ABSTRACT
Murakami Haruki’s fiction has two distinct features. First, there is the
recurring hero with a reliable method of life, which achieves the remarkable
coincidence of affirmation (he never says no) and repetition (he never
aspires to change). Second, this hero rarely fails to encounter women, who
cause him to go down the rabbit hole of fantasy, which is frequently
extraordinary and occasionally tempestuous. I read these textual warp and
weft through the psychoanalytical concept of the subject with a Lacanian
focus on desire and sexual difference. Taking the recent short story
collection, Men Without Women (2014), as a notable
instantiation, and indeed culmination, of Murakami’s textual investment in
sexual relationship, I identify the specific notations whereby this last is
shown to be impossible.

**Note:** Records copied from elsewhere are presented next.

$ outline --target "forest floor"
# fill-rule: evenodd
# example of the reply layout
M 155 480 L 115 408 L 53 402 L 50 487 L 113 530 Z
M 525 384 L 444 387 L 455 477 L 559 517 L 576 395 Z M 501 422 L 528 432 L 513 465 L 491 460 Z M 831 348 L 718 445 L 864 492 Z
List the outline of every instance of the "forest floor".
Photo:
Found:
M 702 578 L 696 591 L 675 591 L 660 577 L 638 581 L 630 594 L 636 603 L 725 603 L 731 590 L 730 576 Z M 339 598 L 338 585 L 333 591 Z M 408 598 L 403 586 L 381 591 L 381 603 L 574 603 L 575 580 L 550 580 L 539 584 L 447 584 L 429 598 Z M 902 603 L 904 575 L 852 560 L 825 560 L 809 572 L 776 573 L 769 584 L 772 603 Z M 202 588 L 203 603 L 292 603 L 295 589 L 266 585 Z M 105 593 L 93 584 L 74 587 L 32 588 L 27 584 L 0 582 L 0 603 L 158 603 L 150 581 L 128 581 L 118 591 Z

Simultaneously, there are intimations of an
Other possibility that shifts the subject's relation to
the impossibility, and they are situated at the crossroads of the
extraordinary conjunction of the hero’s phallic organ and incapacity to
desire on the one hand and, on the other, rare instances of woman's
ex-sistence vis-à-vis the phallic function – that is,
Woman. The upshot is the quintessentially Murakamian
textual articulation of the masculine lack, from which man might relate
differently to woman – a possibility appearing precisely amidst the
postmodern conditions of desexualisation.